Confirmatory studies with a larger number of patients in Argentina and other countries will validate these findings before the new regimen can be adopted by Chagas patients. DNDi will soon launch a Phase III clinical trial in Argentina in partnership with ELEA-Phoenix and Mundo Sano Foundation to confirm the efficacy and the safety of this two-week regimen of benznidazole.


This upcoming study should also contribute to simplifying the treatment of young girls and woman of child-bearing age to prevent congenital transmission from previously treated mothers to their babies. As mothers can transmit Chagas disease to their children, the trial could help lead to the elimination of Chagas disease as a public health problem, which is one of the World Health Organization’s Neglected Tropical Disease (NTD) Roadmap objectives for the next decade.


“This is truly a remarkable achievement made possible by international collaboration. With this new finding, we opened up a new way to provide a new shorter regimen for patients. We appreciate patients, their families, healthcare professionals, and all the partners who joined the BENDITA study. We also thank Eisai for providing their drug E1224 for the combination treatment arms in the clinical trial to compare efficacy and safety,” said Ms.

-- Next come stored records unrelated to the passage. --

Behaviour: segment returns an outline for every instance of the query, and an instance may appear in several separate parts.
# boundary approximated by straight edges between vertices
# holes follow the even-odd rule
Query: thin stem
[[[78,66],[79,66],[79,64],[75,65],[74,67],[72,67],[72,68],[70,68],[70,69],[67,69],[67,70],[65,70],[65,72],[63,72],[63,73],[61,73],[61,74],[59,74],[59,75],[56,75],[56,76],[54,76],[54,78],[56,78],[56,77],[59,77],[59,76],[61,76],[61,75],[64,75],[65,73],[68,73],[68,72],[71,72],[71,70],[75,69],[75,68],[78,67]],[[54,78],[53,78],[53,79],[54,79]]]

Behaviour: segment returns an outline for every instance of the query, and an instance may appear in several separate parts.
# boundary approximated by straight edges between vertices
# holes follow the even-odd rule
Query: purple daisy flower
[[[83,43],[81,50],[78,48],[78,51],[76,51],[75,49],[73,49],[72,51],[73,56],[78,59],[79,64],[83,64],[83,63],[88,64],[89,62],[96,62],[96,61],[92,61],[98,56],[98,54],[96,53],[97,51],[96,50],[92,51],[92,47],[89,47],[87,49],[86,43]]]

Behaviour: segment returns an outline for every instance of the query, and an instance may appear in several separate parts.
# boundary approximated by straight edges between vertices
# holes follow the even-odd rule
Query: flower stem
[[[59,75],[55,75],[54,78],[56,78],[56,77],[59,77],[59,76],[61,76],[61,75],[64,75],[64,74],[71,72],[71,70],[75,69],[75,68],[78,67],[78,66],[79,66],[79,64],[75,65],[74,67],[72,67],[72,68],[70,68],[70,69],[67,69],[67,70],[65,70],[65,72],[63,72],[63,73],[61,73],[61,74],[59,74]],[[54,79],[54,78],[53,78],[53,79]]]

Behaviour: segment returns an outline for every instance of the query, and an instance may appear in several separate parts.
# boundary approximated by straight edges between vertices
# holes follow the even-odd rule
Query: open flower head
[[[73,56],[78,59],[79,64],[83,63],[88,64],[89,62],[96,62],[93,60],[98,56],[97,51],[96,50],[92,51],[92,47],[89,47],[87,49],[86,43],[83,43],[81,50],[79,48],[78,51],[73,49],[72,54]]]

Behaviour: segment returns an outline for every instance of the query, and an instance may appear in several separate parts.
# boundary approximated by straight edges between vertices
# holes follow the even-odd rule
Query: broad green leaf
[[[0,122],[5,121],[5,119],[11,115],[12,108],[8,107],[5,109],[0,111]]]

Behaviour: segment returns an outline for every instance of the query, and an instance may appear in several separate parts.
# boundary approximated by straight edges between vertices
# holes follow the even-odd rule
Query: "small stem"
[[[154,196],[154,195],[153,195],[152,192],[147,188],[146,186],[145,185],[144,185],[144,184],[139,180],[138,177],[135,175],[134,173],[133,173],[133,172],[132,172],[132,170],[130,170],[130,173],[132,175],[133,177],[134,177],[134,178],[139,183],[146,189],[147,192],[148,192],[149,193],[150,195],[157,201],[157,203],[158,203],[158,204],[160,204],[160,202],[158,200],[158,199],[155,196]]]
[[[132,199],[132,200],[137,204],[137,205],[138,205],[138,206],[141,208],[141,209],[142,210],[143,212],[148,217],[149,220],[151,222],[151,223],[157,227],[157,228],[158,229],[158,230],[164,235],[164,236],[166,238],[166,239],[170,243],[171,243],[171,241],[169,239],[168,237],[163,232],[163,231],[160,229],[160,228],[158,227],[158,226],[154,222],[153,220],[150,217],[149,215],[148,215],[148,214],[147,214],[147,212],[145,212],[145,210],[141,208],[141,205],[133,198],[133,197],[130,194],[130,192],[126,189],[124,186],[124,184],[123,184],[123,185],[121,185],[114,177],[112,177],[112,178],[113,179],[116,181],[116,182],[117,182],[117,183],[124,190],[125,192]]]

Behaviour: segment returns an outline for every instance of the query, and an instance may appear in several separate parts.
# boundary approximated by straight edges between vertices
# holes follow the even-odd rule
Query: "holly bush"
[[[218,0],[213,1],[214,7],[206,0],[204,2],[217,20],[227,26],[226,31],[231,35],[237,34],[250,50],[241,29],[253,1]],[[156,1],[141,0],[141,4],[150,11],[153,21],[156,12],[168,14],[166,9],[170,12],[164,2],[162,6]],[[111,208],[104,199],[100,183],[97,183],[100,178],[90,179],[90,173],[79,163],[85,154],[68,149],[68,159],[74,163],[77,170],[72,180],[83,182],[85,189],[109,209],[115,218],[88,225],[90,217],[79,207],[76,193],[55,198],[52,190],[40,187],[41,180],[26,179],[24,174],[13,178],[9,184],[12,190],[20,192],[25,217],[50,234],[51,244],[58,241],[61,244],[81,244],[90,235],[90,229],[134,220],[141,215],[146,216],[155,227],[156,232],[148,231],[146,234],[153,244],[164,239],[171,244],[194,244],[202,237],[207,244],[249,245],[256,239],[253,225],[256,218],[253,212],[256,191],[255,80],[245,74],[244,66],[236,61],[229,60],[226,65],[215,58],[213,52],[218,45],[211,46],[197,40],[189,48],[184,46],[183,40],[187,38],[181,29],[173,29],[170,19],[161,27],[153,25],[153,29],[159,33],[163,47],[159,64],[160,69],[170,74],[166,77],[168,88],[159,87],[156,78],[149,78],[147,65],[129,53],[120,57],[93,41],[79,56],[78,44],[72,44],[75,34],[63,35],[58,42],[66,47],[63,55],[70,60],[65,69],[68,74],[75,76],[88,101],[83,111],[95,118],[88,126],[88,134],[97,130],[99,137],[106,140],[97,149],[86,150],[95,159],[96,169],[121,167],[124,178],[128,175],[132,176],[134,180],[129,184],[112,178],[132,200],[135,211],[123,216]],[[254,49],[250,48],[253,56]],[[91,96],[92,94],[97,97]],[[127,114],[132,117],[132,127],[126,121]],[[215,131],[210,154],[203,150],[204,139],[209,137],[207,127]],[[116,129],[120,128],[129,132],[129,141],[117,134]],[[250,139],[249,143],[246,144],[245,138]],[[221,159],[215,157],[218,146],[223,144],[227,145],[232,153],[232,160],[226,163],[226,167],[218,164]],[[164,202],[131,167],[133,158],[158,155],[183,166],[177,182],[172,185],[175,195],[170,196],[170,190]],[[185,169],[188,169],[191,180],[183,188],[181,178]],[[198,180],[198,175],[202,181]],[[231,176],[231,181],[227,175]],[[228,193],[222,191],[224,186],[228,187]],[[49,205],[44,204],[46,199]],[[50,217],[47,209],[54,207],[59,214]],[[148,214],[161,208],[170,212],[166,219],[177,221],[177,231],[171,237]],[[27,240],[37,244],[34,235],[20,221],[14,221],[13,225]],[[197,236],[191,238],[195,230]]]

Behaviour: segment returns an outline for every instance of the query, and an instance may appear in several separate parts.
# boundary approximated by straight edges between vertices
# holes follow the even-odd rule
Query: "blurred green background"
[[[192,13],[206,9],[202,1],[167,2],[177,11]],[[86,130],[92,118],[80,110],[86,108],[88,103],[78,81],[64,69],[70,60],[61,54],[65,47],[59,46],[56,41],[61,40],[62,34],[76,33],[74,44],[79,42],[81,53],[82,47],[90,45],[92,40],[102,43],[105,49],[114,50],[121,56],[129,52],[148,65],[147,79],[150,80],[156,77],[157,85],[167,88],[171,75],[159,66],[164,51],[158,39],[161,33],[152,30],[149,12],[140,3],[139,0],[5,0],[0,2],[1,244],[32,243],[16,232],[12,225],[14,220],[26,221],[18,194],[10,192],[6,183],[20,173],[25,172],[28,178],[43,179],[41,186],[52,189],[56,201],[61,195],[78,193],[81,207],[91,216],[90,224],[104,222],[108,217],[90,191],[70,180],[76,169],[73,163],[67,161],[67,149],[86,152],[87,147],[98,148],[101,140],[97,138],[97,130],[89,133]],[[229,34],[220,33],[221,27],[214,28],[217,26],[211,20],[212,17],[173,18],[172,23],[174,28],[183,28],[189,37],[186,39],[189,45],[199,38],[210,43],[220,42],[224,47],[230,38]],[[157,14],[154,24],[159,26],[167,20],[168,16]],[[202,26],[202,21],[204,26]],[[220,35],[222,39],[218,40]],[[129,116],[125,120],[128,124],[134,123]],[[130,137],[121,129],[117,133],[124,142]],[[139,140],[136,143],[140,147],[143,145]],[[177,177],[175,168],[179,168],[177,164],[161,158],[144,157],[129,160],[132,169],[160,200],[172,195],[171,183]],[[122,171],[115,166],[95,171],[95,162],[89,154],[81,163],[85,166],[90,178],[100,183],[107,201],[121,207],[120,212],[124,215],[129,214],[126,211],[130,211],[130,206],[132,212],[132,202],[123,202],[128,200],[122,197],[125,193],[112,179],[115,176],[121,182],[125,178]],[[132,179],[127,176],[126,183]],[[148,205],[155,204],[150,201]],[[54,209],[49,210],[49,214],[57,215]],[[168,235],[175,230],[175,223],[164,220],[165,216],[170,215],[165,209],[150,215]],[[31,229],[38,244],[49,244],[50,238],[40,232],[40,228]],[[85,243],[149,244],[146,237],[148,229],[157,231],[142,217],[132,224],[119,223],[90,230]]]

Catherine Ohura, the CEO and Executive Director of GHIT.


For this study, DNDi received financial support from the Global Health Innovative Technology Fund, Japan; the UK Department for International Development (UK Aid); the German Federal Ministry of Education and Research through KfW; the Dutch Ministry of Foreign Affairs; the Brazilian Ministry of Health; the Associação Bem-Te-Vi Diversidade, Brazil; the Fundação Oswaldo Cruz (Fiocruz), Brazil; and the Starr International Foundation, Switzerland.


For its overall mission, DNDi also receives funding from the Swiss Agency for Development and Cooperation, Switzerland and Médecins Sans Frontières International. Non-conventional serology assays were performed at the Biomolecule Analysis Core Facility (currently, Biomolecule Analysis and Omics Unit) at the Border Biomedical Research Center, University of Texas at El Paso, funded by the National Institute on Minority Health and Health Disparities.


About DNDi

A not-for-profit research and development organization, DNDi works to deliver new treatments for neglected patients, those living with Chagas disease, sleeping sickness (human African trypanosomiasis), leishmaniasis, filarial infections, mycetoma, paediatric HIV, and hepatitis C. DNDi is also coordinating a clinical trial to find treatments for mild-to-moderate COVID-19 cases in Africa. Since its inception in 2003, DNDi has delivered eight new treatments to date, including new drug combinations for kala-azar, two fixed-dose antimalarials, and DNDi’s first successfully developed new chemical entity, fexinidazole, approved in 2018 for the treatment of both stages of sleeping sickness.